Sunday, July 19, 2009

camera obscura






In a manner of speaking


Tonight I was chatting with my dear friend about her recent study abroad experience in Madrid, Spain. I asked her to describe her experience in three words and she said: difficult, amazing and life-changing. She lived with an elderly Spanish woman who was a kind hostess who liked to make whatever she wanted for dinner, despite Posah's gluten-free dietary needs. She managed to go on a date with a madrileno and enjoyed traveling around through the countryside of Spain where she learned to embrace the drastically different cultures and languages that reside with in the land.

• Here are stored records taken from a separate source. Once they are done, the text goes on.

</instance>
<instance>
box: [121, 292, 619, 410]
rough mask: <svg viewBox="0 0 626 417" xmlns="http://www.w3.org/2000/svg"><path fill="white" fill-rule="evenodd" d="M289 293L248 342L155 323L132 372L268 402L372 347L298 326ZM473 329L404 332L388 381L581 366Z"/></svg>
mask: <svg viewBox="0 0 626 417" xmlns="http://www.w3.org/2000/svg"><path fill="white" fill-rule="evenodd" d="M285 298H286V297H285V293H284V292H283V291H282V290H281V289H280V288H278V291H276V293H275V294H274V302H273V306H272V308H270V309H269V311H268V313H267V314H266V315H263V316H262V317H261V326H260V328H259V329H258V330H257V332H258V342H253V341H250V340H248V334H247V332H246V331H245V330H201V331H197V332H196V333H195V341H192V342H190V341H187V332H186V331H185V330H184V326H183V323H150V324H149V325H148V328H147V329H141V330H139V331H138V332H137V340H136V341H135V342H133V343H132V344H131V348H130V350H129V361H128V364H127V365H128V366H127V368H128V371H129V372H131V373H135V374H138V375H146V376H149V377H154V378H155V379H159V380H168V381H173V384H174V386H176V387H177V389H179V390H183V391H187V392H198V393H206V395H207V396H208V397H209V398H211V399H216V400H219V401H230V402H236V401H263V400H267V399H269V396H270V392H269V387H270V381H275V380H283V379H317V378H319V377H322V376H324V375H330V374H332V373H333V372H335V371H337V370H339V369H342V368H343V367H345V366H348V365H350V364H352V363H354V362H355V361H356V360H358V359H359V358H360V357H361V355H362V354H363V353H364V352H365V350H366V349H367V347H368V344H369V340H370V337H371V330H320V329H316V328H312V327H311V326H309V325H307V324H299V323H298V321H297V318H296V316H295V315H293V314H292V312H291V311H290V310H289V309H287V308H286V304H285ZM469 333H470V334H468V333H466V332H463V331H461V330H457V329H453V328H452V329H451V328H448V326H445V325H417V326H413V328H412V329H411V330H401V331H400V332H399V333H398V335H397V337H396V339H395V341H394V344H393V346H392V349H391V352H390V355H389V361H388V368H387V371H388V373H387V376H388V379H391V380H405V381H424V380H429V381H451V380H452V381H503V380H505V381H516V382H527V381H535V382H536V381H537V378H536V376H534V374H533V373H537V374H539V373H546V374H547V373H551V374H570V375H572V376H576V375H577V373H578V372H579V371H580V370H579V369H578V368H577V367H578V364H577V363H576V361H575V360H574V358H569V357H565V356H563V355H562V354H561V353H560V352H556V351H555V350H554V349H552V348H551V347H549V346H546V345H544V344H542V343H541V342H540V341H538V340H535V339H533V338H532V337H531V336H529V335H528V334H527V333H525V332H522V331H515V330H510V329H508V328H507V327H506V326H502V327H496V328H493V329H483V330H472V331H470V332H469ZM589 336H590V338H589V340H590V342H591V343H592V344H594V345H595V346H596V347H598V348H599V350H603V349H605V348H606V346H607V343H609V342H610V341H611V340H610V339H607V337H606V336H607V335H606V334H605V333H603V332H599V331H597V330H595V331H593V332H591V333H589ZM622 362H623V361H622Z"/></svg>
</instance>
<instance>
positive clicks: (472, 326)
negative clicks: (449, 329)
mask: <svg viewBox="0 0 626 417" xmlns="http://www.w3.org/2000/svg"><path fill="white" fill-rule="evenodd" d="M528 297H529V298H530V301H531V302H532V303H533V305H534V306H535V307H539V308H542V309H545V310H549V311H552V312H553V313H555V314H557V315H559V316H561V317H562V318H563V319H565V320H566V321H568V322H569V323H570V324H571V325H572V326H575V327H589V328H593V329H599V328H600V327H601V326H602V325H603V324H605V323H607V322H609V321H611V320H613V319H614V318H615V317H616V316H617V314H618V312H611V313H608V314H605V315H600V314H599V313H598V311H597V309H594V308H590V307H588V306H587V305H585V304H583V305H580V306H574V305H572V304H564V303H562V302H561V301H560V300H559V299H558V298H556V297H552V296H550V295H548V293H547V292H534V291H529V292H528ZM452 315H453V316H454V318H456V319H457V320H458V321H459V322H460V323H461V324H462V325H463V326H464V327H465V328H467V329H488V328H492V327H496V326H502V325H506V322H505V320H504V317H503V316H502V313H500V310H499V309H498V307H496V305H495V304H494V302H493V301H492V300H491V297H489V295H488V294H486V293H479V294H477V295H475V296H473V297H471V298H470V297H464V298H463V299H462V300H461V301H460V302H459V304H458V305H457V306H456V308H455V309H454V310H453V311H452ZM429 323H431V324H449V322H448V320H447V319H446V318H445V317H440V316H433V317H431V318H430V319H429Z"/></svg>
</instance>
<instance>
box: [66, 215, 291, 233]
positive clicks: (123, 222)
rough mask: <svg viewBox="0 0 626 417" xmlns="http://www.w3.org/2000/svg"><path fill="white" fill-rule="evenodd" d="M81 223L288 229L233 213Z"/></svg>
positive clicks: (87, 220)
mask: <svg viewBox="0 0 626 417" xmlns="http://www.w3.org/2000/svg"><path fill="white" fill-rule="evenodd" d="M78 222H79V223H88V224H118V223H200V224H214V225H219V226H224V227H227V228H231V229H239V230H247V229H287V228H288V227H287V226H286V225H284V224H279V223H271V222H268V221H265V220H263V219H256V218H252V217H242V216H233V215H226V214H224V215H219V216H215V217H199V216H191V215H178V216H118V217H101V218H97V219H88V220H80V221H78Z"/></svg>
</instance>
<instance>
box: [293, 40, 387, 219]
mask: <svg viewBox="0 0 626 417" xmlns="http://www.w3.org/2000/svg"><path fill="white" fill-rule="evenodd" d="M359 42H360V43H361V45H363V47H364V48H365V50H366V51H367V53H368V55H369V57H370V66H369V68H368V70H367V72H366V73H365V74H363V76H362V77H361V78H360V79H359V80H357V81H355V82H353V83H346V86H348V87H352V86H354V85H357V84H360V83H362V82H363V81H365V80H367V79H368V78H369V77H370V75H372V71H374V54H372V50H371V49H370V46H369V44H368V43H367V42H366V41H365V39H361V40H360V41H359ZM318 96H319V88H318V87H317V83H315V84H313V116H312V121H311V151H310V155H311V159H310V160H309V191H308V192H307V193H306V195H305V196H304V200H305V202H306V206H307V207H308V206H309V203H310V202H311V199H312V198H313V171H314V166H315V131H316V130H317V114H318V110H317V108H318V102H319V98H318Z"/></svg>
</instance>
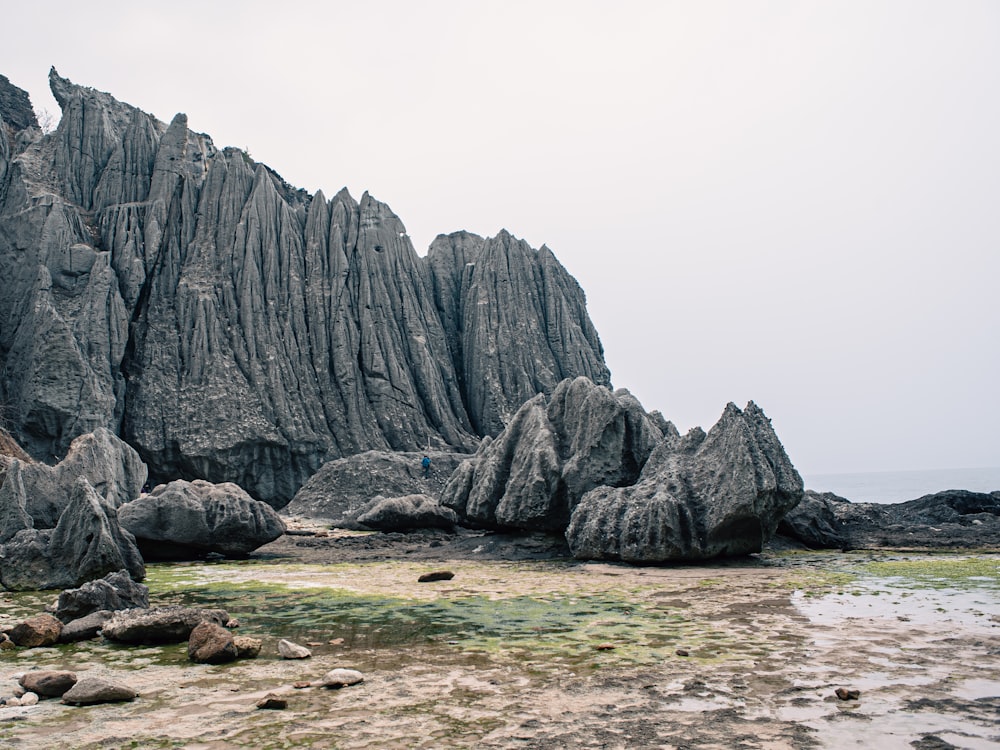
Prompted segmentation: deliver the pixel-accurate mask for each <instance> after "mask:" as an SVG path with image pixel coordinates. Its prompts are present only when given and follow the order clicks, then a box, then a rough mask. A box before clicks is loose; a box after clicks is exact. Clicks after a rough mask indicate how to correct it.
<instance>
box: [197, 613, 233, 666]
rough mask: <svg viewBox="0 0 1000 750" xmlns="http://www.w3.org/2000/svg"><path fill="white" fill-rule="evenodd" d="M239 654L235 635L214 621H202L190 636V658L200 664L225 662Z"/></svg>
mask: <svg viewBox="0 0 1000 750" xmlns="http://www.w3.org/2000/svg"><path fill="white" fill-rule="evenodd" d="M238 656H239V651H238V649H237V648H236V644H235V643H234V642H233V635H232V633H230V632H229V631H228V630H226V629H225V628H224V627H222V626H221V625H219V624H217V623H214V622H200V623H198V624H197V625H196V626H195V628H194V630H192V631H191V635H190V636H189V638H188V659H190V660H191V661H193V662H197V663H199V664H224V663H226V662H230V661H235V660H236V658H237V657H238Z"/></svg>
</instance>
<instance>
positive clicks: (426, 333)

It was in the breath-takingly beautiful Andalucia where she found herslf and was inspired to right a Spanish sonnet about the sun and the moon. It was in Segovia that she began to understand how differently she expressed her self in the three languages that she is fluent in: French, English and Spanish. In English she expresses herslf intellectually and deeply and in Spanish she finds that she expresses elemental feelings, some inexpressable in English with the lack of emmotional words the language has in comparison to Spanish. She did not quite describe her connection with French but I percieve that she may be able to express passionate feelings--with which the French have in abundatance.

It got me thinking about my personality in regards to the language I speak. SInce I am not a native Spanish speaker deep concepts seem a bit harder for me to describe. When discussing God and religion with my novio I had a hard time conveying my factual reasons for my faith and relied on my emmotions. Spanish is filled with descriptive adjectives and metaphors that the mother language lacks. And discovering this spurs my desire to learn to speak other languages so as to be able to communicate with that many more people in a ameaningful way. Because I had a good grasp of castellano in Buenos Aires, I was able to bridge the language and culture gap and relate to an amazing people.

Castellano, te amo con mis corazon entera, adelante me voy, frances.

Monday, June 22, 2009

Sometimes


Life rarely goes the way we think it ought to go. Unexpected bumps, bruises, smiles and surprises could make up a single day. Today I realized that when that happens you must embrace it. It's a chance to learn, grow and discover. If reality is denied for too long the moments can seem produced and far from true. And accepting this turbulent reality means steping out of yourself and seeing that your actions and reactions affect those around you, even when you think they are not watching.
This summer I am blessed to have two jobs and one of them being a day camp counselor. Today was my first day. My plan to wake up at 6:30 am failed miserably as I ran out the door 20 minutes later than I had planned to leave. The weekend past had been an emotional one to say the least and had left me heart exhausted. My preocupied mind prompted me to miss my exit and find my way back amidst the morning rush of autos. It was at this point that I broke. Tear after tear streamed my face as I was overwhelmed with the reality that I may be late for my first day of work and would disappoint my co-workers and the children. I called out to Him for joy. I felt it missing in my life and was not sure where it had all gone. I miraculously made it to work on time, two minutes to spare. Before walking in I said a prayer of thanks and asked again for a joy, so that I could be there for the children.
Just like life, He doesn't tend to answer in an expected way. As I walked into the room of children I slapped on a grin and prepared myself for the day ahead. Gradually my spirits lifted as the pains of the days melted and the brightness of the children's smiles and laughter healed my soul. In their happiness, frustration, insecuirity and contentment I felt for them and comforted or encouraged when I could. I had forgotten how wonderful it feels to receive a hug from a child. They are all so beautiful for their differences. For their innocence. Oh how I desire to return to my youth. Where a single day did not seem to last an eternity. Where adults were people whom I could trust. How I wish their innocence could brush upon me just as their joy did.